While vaccines were available for some diseases, the pain involved with primitive mass inoculation methods could seem even worse than the disease itself. An Irish soldier in the British Army, Edward Roe, recalled receiving an anti-tetanus shot after getting wounded in May 1915:
On arrival all men who have been wounded file into a room wherein presides a gentleman in a white smock. He is armed with a syringe as big as a football pump. He is very businesslike and wields it as an expert clubswinger wields a club. “Open your jackets and shirts – First man.” “Oh! Oh!” He recharges the syringe. “Next!” I felt myself going white… I managed not to faint like some. The contents of the syringe raised a lump on my left breast as big as a toy balloon.

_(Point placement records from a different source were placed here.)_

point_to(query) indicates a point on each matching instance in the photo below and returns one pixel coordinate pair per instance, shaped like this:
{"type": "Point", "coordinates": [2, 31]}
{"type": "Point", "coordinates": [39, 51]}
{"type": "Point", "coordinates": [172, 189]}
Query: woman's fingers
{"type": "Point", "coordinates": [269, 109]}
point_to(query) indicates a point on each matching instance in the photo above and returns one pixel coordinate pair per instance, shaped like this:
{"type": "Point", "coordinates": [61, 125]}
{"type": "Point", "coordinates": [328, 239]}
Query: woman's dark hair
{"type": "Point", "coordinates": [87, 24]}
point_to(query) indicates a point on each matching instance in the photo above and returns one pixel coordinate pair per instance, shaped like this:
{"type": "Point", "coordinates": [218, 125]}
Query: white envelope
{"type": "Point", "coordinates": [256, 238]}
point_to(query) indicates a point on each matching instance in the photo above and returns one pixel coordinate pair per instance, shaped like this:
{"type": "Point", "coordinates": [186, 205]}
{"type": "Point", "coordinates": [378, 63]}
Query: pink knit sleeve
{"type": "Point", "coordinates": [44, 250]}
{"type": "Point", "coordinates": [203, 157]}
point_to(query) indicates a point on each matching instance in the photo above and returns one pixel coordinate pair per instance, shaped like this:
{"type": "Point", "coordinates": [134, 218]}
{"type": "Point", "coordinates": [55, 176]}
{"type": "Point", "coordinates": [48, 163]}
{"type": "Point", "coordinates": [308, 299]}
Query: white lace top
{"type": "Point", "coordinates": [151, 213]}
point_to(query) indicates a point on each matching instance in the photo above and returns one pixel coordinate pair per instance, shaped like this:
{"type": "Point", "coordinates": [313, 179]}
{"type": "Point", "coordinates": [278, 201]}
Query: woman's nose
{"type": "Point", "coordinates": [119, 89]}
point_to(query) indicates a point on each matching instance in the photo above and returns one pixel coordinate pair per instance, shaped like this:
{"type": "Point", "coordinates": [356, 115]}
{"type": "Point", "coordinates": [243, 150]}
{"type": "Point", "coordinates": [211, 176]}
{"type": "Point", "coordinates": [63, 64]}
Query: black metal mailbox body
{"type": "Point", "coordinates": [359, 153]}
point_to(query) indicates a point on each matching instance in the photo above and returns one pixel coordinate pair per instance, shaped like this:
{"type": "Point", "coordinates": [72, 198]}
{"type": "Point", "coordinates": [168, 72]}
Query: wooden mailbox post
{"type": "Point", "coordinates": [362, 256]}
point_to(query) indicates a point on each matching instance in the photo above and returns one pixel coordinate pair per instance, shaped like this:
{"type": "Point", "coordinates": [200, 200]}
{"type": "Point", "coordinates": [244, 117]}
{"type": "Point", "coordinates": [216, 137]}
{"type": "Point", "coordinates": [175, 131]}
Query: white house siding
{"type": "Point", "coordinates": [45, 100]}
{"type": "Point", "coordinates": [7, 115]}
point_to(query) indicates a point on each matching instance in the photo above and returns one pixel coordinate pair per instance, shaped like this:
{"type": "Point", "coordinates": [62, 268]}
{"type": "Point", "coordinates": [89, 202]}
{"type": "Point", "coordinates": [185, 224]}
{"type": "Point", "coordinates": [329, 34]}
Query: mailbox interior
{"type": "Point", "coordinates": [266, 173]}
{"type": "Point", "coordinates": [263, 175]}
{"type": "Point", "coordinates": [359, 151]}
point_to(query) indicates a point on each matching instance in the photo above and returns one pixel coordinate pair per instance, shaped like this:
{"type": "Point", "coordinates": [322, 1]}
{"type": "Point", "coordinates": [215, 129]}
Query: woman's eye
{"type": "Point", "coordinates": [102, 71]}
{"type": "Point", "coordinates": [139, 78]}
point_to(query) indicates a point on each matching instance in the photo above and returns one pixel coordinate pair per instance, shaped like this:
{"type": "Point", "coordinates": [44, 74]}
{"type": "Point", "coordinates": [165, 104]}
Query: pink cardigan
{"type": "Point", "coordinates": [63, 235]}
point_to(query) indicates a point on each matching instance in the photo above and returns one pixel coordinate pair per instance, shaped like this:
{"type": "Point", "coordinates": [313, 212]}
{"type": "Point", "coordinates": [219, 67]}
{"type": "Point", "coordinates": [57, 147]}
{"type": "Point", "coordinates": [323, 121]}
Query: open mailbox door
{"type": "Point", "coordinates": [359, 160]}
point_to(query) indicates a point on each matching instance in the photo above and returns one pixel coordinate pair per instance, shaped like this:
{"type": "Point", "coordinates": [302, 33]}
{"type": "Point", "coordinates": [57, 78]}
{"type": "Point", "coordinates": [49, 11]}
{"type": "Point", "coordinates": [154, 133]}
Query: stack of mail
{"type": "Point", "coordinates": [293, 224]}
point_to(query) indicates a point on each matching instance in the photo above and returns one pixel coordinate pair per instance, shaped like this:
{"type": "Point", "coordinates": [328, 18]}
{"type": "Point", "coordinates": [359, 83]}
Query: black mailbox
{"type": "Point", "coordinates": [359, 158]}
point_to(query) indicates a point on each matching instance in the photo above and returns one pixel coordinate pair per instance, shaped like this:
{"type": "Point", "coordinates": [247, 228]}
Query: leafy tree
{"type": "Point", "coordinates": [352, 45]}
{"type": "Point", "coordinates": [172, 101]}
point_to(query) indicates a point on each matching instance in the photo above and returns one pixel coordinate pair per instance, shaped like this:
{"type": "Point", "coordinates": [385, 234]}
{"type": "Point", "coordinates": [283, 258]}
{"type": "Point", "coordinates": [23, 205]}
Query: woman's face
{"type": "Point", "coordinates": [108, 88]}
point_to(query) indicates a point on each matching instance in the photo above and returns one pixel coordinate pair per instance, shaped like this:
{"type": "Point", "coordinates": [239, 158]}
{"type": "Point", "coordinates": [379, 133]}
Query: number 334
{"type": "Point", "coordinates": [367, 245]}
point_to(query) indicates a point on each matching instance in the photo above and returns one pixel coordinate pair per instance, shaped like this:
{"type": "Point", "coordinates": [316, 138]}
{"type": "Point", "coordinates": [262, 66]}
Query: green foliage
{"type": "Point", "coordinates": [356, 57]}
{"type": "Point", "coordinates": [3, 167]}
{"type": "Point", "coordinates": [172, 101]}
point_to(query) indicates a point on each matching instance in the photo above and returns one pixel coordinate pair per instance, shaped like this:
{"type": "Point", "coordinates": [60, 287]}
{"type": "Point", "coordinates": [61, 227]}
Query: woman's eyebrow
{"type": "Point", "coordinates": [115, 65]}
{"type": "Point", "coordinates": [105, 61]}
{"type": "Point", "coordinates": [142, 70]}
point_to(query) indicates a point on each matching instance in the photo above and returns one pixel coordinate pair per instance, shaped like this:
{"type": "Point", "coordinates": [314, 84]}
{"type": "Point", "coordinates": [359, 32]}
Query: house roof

Finally, there were other, less serious conditions which nonetheless resulted in numerous hospital visits, reducing the effective manpower of all the combatants. Although there are few mentions of it in letters or diaries for obvious reasons, sexually transmitted disease was commonplace, with 112,259 British soldiers treated for various ailments including syphilis, chlamydia and gonorrhea in 1915-1916 alone, and around one million cases of gonorrhea and syphilis in the French Army up the end of 1917. Meanwhile the German Army recorded a total of 296,503 cases of syphilis over the course of the war.
Private Robert Lord Crawford, a nobleman who volunteered as a medical orderly on the Western Front, lamented the spread of another seemingly minor affliction with major consequences – scabies. Though easily cured, he noted that it was often left untreated: “It is a damnable infliction tickling one to merriment, then irritating to the point of torture and finally, if unchecked, scabies will prevent sleep, injure digestion, destroy temper and finally land the victim in a lunatic asylum. Madness indeed is the ultimate outcome of this disease.”